Geopolitical ripples from the crisis in Kosovo are washing across borders along with waves of refugees (deportees, some say) from the Yugoslav province, where a unilateral cease-fire declaration April 6 by Yugoslavia was rejected by the US.
In Western Europe, public sympathy may have grown somewhat in recent days after initial grumbling about whether NATO ought to go in. But there are divisions in officialdom over whether airlifting Kosovar Albanians across great distances, a move meant to ease the region's strain, is a good idea. Quote of note: "Albania does not want to be part of the ethnic-cleansing mechanism." - an Albanian official.
In Central Europe, the focus remains on the NATO airstrikes themselves. Opposition is sweeping public opinion in former Warsaw Pact nations, once allied with Russia against NATO - ironically, a club to which three have just been admitted.
Meanwhile, on the ground in Yugoslavia, an apparent lapse in the accuracy of NATO missiles - with resulting civilian casualties - could play into any international doubts about the mission.
- Clayton Collins Deputy World editor
REPORTERS ON THE JOB
* INSIDE SERBIA: Belgrade-based writer Justin Brown was ready when the Yugoslav Army's press center had him awakened, along with four other reporters, for a ride out of Belgrade proper. Justin was the only American on a trip to Aleksinac, about 100 miles away and apparently the site of an inadvertent NATO attack. He was surprised at the lack of road damage on the way, and he says he saw fuel trucks but few other Army vehicles. He also found Serbs, even soldiers, willing to talk. Some were angry, but most were friendlier than people he'd encountered in Belgrade. In a shop, people asked him about casualties. Most said they knew of the ethnic Albanian exodus, but maintained that NATO strikes, not President Milosevic, have triggered the flight.

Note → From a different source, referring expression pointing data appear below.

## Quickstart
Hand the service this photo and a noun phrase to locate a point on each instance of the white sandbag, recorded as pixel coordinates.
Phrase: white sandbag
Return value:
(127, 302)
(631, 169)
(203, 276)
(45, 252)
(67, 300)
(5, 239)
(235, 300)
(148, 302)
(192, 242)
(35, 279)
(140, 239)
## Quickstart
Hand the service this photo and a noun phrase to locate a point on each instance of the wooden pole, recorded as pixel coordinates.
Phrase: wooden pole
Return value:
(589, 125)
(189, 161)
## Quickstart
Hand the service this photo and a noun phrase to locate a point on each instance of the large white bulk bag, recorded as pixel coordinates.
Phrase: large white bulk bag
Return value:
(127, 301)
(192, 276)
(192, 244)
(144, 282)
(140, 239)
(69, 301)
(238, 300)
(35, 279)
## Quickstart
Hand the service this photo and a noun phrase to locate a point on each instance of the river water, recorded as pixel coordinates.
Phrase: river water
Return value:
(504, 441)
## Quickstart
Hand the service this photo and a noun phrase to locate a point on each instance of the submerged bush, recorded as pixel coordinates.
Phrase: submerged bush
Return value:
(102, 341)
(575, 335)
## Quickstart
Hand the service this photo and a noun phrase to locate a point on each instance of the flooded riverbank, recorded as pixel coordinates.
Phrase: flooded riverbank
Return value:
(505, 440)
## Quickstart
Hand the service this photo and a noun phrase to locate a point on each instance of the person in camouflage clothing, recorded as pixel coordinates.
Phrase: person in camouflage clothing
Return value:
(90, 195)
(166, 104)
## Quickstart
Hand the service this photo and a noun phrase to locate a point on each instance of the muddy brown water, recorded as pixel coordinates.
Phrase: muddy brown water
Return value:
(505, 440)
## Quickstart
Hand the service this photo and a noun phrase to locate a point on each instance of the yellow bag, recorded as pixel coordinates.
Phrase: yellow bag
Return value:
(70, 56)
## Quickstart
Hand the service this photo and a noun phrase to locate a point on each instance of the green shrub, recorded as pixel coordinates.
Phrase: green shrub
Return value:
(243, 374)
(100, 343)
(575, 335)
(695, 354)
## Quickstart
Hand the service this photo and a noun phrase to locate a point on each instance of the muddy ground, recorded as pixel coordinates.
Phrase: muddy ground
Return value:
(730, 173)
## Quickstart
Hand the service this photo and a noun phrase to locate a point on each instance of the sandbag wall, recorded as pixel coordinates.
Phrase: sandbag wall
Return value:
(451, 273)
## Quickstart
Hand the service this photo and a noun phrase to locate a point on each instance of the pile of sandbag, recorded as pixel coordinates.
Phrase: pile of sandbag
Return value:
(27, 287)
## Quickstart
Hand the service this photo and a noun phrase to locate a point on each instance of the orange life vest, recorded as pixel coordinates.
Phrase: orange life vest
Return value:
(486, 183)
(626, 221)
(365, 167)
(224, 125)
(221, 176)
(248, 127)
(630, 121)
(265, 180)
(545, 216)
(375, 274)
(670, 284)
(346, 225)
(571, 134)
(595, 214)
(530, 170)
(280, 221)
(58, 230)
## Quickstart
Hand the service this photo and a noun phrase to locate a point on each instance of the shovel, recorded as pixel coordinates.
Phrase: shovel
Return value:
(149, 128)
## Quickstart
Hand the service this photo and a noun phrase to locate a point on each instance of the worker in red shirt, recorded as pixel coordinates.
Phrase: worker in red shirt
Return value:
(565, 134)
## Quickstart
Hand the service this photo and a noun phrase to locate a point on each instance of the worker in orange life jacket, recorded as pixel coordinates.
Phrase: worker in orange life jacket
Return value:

FOLLOW-UP ON A MONITOR STORY..
* WILL THEY SPELL IT 'JAIL' OR 'GAOL'? Libya has turned over two suspects in the 1988 bombing of a Pan Am jet over Lockerbie, Scotland, in which 270 people were killed. Now the wheels of justice start turning, with all the complexity of a truly international trial (Monitor story ran March 17). The Dutch legal system will handle initial extradition procedures before handing off to the Scots. The suspects will be transferred to a US air base near Utrecht - after part of the base is declared British soil for the trial's duration (as long as two years). If the suspects are found guilty, they'll serve their time in a Scottish jail. The US and Britain are negotiating who will pick up what portion of the estimated $200 million tab.